Dormidos
{mosimage}Oigo mi propia respiración, pero al mismo tiempo la noto ajena. La sensación se repite tarde tras tarde. Mi cuerpo está como inerte. En mi mente una parte lucha por imponer la consciencia, pero esta vez –y ya van muchas- vence el lado oscuro de mi cerebro, ese que siempre acaba apagando todas las luces, a cualquier hora del día y de la noche. Una mosca revolotea por la habitación. Está haciendo una maniobra de aproximación sobre la pista de mi pecho. Pero finalmente desiste, aborta el aterrizaje y de paso prolonga su vida en algún minuto más. Tengo la sábana húmeda de sudor. Y eso que la persiana resiste las embestidas silenciosas del Sol. Fuera, en la calle, el asfalto entra en ebullición.
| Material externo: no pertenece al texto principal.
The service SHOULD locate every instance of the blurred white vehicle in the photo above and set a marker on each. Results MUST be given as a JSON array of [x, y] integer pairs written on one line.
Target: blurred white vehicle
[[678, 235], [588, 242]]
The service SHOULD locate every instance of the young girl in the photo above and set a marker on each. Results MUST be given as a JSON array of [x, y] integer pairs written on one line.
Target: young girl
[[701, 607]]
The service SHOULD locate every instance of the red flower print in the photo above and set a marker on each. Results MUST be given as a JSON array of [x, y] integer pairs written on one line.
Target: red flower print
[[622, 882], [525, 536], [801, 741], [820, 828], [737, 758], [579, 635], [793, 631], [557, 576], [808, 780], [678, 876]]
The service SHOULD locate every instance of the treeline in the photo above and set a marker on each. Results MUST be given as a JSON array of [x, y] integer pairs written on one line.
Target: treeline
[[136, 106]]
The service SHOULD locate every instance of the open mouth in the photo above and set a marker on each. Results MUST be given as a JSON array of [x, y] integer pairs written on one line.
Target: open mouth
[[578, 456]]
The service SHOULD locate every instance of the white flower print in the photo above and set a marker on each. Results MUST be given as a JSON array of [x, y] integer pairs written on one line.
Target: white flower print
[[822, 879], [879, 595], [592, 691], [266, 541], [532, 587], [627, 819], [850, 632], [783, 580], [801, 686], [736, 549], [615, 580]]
Y a un metro de mí, posando elegantemente a mi vera, el botijo, con esa silueta rojiza tan sugerente, anunciándome el chorro fresco que va a apagar la llama que abrasa mi gaznate. Ha llegado el momento. Entreabro un ojo, solo uno, el izquierdo, que es el que tiene en el punto de mira el botijo. Un golpe de fuerza impulsa mi brazo hacia el objetivo; lo levanta, lo inclina y ahí esta: el hilo transparente, la fuente de vida, que me saca de la zozobra… Y vuelvo al sueño profundo, al amodorramiento voluntario, a la incapacidad para hacer algo de provecho durante una hora.
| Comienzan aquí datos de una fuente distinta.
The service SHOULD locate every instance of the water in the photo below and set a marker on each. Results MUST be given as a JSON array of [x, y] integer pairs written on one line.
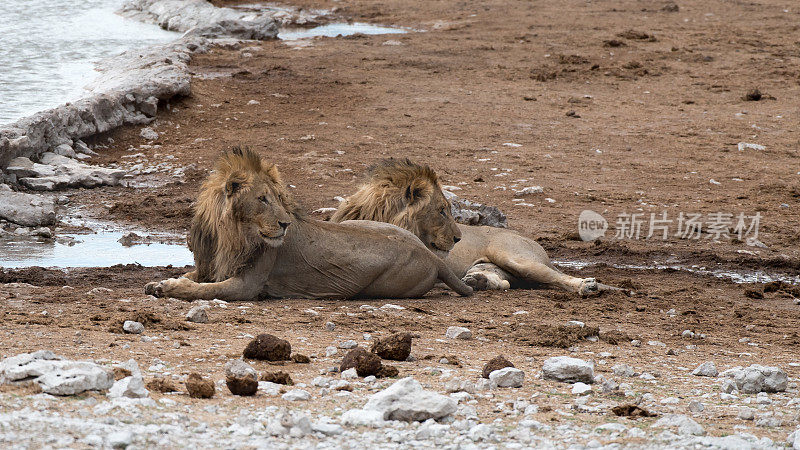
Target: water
[[336, 29], [48, 49], [100, 249]]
Eso que siento yo en la ceremonia de la siesta, cada tarde de verano, es lo que hacemos ahora colectivamente. Pintores, sastres, parados, policías, jefes, autónomos, médicos, actores, etc. Todos los contribuyentes. Absolutamente todos. Lo llevamos haciendo unos meses, pero lo hacemos todos los días del año y a todas horas. Sesteamos. Dormimos. Vivimos casi sin pulso. Y mientras, la clase política y el gran capital despedazan el mundo perfecto en el que creíamos estar viviendo. Cuando nos despertemos, quizá ya sea demasiado tarde.